La società dell’opulenza
Avere, possedere qualcosa. Sembra che, nella nostra società consumistica, di stampo capitalista, l’obiettivo più importante sia “AVERE”: soldi, donne (o uomini), fama, visibilità… fosse anche solo per quei famosi “15 minuti” di cui parlava Andy Warhol. Anzi, oggi questi minuti sono molti di meno, visto che attraverso i video social “virali” si può raggiungere anche tutto il mondo, con pochi secondi di contenuti.
“Avere” implica agire per ottenere l’oggetto, perché l’oggetto interagisca col soggetto, quindi implica movimento e cambiamento, il che ha certo un lato positivo. Il problema sta quando il nostro unico obiettivo di vita è AVERE, inteso come “possedere”. Anche perché, la scarica di dopamina che riceve il cervello quando ottiene – ad esempio – più soldi diventa presto assuefazione, tanto che i soldi stessi non bastano e non basteranno mai, se ne chiederanno sempre di più, in un processo infinito e che alla lunga porta una grandissima insoddisfazione.

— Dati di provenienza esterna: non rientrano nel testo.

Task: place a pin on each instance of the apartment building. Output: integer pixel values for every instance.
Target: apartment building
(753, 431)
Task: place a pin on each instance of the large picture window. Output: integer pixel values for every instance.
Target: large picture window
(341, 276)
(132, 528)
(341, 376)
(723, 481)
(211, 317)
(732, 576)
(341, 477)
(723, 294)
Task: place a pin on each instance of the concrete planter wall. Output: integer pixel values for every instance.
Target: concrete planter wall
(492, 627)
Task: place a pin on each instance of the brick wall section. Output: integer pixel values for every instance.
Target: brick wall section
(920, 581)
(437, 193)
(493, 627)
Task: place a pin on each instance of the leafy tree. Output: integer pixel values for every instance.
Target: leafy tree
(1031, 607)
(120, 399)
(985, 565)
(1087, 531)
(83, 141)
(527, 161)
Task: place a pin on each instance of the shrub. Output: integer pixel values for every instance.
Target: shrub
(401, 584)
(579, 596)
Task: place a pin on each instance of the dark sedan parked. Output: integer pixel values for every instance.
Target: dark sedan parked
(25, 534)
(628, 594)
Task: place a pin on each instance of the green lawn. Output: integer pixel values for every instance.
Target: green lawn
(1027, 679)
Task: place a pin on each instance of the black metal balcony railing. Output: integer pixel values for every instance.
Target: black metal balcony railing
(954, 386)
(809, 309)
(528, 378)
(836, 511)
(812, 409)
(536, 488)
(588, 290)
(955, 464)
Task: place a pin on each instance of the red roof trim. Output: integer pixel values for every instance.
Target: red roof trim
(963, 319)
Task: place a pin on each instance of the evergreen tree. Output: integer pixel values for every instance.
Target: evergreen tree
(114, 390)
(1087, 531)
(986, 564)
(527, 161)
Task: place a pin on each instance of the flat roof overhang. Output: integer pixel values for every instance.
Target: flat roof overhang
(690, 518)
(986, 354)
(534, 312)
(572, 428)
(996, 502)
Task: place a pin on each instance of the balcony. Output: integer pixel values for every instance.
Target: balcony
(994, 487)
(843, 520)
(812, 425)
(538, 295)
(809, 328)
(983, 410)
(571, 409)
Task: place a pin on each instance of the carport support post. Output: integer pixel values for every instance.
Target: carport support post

Il tuo protagonista punta all’Essere o all’Avere?
Questa riflessione indica quanto sia importante, per uno scrittore o scrittrice, conoscere le sfumature delle parole e il loro significato profondo, come interpretazione della nostra bellissima lingua italiana.
Nella caratterizzazione dei propri personaggi, allora, iniziamo a pensare a quale verbo sia più importante per loro, tra Essere e Avere, così da dare una connotazione profonda a ogni singolo personaggio, fatta di un primo strato di valori, che li porteranno poi ad agire (o a scegliere di non-agire) nel corso della loro evoluzione all’interno della trama.
Quindi, amici scrittori, come sempre, buona scrittura e buona lettura, con un piccolo quesito-provocatorio: e tu, nella vita, cosa hai scelto di perseguire di più, cosa per te è più importante, tra l’Essere o l’Avere?